Örn: 6100 sayılı Kanun’un yürürlük tarihinden önce 6100 sayılı Kanun m.3 (Her türlü idari eylem ve işlemler ile idarenin sorumlu olduğu diğer sebeplerin yol açtığı vücut bütünlüğünün kısmen veya tamamen yitirilmesine yahut kişinin ölümüne bağlı maddi ve manevi zararların tazminine ilişkin davalara asliye hukuk mahkemeleri bakar. İdarenin sorumluluğu dışında kalan sebeplerden doğan aynı tür zararların tazminine ilişkin davalarda dahi bu hüküm uygulanır. 30/1/1950 tarihli ve 5521 sayılı İş Mahkemeleri Kanunu hükümleri saklıdır.) kapsamında olmasına rağmen idare mahkemesinde ikame edilmiş olan dava için 1086 sayılı Kanun’un yürürlük tarihinden önce tamamlanmış bir dava ikamesi işlemi söz konusudur. 6100 sayılı Kanun’un 448. maddesi ile “Bu Kanun hükümleri, tamamlanmış işlemleri etkilememek kaydıyla derhâl uygulanır.” düzenlemesi getirilmesine rağmen yasakoyucu, Kanun’un geçici 1. maddesi ile “Bu Kanunun yargı yolu ve göreve ilişkin hükümleri, Kanunun yürürlüğe girmesinden önceki tarihte açılmış olan davalarda uygulanmaz...” düzenlemesi yapma gereği duymuştur. 6100 sayılı Kanun’un yürürlüğü öncesinde mer’i mevzuata göre görevli/doğru yargı yoluna ait mahkemede dava ikame edilmiş olmasına; daha açık bir ifadeyle görevli/doğru yargı yoluna ait mahkemede “dava açma işlemi tamamlanmış” olmasına rağmen yasakoyucunun geçici 1. maddeyi vaz’ı sebebi nedir?

Bilindiği üzere görev/yargı yolu, dava şartı olmak yanında kamu düzenine ilişkin hususlardandır.

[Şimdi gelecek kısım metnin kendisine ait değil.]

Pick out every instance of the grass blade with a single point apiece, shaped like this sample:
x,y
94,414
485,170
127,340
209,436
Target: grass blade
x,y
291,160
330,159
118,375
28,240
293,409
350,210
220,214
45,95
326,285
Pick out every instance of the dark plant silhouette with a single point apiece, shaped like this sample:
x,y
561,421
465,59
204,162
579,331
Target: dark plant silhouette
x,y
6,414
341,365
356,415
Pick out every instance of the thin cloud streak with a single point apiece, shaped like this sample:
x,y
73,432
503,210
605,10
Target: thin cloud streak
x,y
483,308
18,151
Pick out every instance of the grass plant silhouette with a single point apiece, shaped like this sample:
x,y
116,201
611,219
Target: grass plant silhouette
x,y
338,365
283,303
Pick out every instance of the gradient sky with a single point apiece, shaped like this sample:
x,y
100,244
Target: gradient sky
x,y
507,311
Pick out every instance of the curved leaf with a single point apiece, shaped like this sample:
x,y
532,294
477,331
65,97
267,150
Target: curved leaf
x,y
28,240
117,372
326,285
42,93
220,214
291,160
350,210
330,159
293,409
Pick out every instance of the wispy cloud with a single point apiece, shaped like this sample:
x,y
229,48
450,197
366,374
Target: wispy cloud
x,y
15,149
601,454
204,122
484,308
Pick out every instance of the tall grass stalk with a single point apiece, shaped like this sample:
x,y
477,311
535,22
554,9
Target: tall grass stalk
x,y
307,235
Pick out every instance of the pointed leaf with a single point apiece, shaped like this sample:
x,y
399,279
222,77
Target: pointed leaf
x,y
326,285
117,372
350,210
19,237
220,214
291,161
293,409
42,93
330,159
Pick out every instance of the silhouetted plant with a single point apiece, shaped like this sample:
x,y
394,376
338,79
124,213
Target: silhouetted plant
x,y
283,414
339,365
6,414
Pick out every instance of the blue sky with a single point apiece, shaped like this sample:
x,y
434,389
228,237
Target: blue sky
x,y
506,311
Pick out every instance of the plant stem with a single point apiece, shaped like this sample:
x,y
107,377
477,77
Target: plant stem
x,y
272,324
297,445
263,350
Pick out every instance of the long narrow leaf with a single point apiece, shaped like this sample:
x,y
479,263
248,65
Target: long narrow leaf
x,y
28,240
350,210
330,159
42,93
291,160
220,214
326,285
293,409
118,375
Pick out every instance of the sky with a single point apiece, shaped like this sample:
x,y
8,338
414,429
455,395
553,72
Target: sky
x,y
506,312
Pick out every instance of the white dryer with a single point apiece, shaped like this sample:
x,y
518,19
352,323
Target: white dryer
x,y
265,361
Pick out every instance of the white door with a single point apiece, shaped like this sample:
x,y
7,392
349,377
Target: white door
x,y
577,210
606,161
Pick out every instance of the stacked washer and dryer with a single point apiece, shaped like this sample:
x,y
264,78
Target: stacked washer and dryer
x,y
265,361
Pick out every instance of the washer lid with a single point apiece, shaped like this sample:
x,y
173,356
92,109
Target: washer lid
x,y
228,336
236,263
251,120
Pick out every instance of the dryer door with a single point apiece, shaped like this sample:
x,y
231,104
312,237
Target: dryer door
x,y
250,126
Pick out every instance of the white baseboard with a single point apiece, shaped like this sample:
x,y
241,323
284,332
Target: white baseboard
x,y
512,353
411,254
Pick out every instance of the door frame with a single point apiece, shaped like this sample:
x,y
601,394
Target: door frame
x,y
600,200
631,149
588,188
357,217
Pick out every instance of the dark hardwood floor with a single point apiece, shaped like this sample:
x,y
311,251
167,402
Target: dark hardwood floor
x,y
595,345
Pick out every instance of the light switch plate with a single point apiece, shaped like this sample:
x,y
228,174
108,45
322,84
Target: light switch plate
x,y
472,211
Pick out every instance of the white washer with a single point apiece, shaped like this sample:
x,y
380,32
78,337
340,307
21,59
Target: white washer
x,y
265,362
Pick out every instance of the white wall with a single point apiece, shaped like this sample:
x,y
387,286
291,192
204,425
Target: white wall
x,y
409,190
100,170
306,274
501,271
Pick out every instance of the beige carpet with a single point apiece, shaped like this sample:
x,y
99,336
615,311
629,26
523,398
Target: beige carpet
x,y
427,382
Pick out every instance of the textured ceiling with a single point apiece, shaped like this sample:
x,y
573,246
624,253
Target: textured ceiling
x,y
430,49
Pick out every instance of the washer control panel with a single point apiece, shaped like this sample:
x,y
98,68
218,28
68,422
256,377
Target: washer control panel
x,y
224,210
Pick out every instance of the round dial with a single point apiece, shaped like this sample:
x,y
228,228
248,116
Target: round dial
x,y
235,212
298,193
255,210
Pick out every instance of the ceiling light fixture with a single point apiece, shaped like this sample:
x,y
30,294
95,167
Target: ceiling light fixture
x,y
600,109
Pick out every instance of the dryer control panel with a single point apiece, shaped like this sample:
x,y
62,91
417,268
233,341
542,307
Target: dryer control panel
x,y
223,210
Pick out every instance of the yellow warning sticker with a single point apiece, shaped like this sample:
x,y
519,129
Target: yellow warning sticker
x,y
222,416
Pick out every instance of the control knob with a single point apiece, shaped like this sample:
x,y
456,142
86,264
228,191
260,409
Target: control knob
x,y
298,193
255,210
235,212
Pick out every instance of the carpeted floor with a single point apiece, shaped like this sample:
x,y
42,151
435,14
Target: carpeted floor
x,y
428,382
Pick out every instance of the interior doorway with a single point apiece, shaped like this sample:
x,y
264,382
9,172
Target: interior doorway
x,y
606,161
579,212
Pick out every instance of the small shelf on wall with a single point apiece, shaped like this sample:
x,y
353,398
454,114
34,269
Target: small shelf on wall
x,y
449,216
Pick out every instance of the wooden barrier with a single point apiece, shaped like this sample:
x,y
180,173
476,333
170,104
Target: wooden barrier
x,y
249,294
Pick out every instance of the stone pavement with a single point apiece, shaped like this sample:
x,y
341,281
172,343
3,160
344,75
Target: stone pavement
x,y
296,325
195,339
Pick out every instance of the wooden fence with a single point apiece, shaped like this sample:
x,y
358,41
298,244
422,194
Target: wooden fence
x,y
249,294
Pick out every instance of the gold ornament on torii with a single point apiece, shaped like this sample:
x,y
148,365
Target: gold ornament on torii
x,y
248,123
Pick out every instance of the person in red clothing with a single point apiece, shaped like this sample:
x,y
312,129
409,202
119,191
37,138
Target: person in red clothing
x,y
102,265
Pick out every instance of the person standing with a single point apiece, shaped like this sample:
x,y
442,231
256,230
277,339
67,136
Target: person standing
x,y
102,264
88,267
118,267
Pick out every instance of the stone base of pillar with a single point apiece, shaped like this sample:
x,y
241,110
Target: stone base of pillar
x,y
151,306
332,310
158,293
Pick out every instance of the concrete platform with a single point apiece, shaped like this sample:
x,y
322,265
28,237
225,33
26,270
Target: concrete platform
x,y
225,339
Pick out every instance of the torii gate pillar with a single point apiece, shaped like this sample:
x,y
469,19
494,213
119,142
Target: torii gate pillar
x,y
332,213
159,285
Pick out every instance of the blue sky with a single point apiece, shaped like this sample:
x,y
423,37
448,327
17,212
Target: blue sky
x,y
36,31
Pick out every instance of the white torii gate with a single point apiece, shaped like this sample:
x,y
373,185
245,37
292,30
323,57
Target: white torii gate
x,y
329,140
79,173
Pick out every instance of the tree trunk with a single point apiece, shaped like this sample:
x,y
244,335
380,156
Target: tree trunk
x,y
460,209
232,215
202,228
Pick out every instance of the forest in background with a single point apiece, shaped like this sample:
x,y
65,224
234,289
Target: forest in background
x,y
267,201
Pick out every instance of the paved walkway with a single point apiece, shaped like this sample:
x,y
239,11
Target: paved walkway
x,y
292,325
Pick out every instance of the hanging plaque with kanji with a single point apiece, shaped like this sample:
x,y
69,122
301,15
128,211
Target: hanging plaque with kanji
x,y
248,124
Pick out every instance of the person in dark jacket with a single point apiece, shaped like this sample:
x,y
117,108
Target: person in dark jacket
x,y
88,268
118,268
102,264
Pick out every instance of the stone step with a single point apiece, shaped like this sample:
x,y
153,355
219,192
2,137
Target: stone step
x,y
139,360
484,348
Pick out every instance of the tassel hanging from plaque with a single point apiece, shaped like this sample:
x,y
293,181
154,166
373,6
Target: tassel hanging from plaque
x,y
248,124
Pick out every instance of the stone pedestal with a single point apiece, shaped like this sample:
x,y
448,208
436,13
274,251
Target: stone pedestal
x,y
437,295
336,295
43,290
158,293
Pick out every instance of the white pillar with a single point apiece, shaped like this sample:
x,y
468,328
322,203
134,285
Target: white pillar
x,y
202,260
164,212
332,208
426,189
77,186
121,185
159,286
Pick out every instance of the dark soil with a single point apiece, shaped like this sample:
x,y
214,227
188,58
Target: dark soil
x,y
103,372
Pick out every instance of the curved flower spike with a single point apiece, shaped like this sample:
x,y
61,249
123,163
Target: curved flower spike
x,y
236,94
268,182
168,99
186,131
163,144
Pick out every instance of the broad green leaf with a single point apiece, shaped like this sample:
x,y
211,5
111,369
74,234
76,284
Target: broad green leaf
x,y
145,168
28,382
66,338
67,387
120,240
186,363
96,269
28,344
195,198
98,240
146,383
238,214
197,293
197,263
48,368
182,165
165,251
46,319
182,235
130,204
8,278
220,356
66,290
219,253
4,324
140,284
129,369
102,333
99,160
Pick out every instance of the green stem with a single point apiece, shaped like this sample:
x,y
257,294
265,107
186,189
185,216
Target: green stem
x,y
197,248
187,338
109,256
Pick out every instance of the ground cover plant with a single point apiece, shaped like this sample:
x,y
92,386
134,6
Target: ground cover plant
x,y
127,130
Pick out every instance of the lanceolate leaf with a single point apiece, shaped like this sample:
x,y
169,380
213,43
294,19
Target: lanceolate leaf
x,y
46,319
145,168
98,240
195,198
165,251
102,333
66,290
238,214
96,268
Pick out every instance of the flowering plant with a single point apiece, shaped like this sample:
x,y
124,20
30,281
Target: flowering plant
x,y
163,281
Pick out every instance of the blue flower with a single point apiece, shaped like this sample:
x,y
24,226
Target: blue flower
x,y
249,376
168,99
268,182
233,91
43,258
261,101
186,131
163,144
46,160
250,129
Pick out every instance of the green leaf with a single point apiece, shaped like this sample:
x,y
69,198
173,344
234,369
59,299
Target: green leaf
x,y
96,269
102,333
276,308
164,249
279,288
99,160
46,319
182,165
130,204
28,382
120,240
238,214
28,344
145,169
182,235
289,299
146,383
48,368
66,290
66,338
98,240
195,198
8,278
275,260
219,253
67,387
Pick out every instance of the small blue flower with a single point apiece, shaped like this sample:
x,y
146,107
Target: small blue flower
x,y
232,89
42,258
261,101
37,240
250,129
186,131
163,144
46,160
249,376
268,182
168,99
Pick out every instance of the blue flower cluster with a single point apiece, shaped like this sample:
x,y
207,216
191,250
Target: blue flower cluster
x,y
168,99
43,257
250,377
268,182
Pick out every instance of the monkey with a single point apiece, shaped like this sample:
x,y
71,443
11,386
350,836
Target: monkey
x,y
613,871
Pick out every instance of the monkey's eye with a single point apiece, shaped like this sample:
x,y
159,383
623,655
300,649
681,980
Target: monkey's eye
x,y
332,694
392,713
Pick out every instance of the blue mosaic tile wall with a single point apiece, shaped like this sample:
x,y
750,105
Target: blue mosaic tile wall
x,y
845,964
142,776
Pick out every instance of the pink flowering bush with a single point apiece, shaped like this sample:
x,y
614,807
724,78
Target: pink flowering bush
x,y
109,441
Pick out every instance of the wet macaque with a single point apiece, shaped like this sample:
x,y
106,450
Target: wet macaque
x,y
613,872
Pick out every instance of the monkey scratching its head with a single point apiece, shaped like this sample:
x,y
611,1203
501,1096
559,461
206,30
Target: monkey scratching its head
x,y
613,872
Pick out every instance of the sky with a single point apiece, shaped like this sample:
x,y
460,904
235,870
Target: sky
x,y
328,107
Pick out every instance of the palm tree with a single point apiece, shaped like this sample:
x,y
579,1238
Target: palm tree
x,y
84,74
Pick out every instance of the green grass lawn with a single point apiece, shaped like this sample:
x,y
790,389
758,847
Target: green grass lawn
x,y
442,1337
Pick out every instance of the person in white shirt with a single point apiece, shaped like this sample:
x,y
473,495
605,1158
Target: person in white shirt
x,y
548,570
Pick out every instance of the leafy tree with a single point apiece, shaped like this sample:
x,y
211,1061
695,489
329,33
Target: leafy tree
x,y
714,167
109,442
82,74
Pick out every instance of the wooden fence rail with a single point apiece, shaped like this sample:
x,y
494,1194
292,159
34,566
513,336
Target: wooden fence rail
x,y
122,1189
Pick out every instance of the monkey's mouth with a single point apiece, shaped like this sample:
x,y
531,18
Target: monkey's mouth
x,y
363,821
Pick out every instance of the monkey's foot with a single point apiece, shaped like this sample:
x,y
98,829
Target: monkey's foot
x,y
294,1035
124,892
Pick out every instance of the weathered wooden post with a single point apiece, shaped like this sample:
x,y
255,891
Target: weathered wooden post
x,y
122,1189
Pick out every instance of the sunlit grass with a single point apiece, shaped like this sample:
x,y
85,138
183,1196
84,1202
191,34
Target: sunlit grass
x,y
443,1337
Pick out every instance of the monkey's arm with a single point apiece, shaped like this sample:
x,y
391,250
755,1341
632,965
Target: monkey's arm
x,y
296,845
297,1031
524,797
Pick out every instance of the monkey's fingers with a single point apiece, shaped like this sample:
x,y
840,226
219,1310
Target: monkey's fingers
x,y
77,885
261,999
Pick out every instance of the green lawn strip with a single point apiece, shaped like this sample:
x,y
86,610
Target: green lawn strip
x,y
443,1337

Bu sebeple yürürlüğe giren kanunun göreve/yargı yoluna ilişkin düzenlemeleri ile (yürürlük tarihinden önce ikame edilen davaya bakan) mahkeme görevsiz hale gelmişse, işbu mahkemenin (yeni kanunun yürürlüğe girmesi ile birlikte/yeni kanunda aksine bir düzenleme yok ise) görevsizlik kararı vermesi gerekmektedir. Yargıtay HGK, 05.04.1974 T., 1974/5-133 E, 1974/342 K. sayılı kararında: “...doğrudan doğruya kamu düzenini ilgilendiren yargılama teşkilatı ve göreve ilişkin bir hususta yasada değişiklik yapılmış olmaktadır. Mahkemeler arasındaki görev bölümü tarafların hukuksal durumlarını güvence altında bulundurma gayesine yöneldiği gibi, usule ilişkin konularda gerçekleştirilen değişiklikler de kişilerin haklarının yeni düzenlemelerle öncekinden daha iyi bir biçimde korunacağı düşüncesine dayanır. Bu değişiklikler aksine özel bir hüküm bulunmadıkça yasanın yürürlüğe girmesiyle etkilerini derhal gösterirler, yeni yasanın yürürlüğe girişinden önce açılmış veya yeni açılacak bütün davalarda uygulanırlar. Burada şu yön de ayrıca belirtilmelidir ki, göreve ilişkin bulunan hususların mahkemece yargılamanın her safhasında duruşmanın bittiği bildirilinceye kadar re'sen gözönünde tutulması gerekir ve kamu düzeni kavramı görev konusunda kazanılmış hak düşüncesine yer vermez; bunun sonucu olarak mahkeme kararının Yargıtay tarafından herhangi bir nedenle bozulmasından sonra, bozma kararına uyulmakla yargılama yeniden başlayacağından görev yönünün yargılamanın bu safhasında dahi gözönünde tutulması zorunludur...” açıklaması yapılmıştır. Anılan nedenlerle yasanın yürürlük tarihinden önce “dava ikamesi işlemi (mer’i mevzuata göre görevli/doğru yargı yoluna ait mahkemede) tamamlanmış” olmasına rağmen 6100 sayılı 448. maddesine ek olarak geçici madde1 düzenlemesi de yapılmış ve bu ayrık düzenleme ile konuya açıklık getirilmiştir.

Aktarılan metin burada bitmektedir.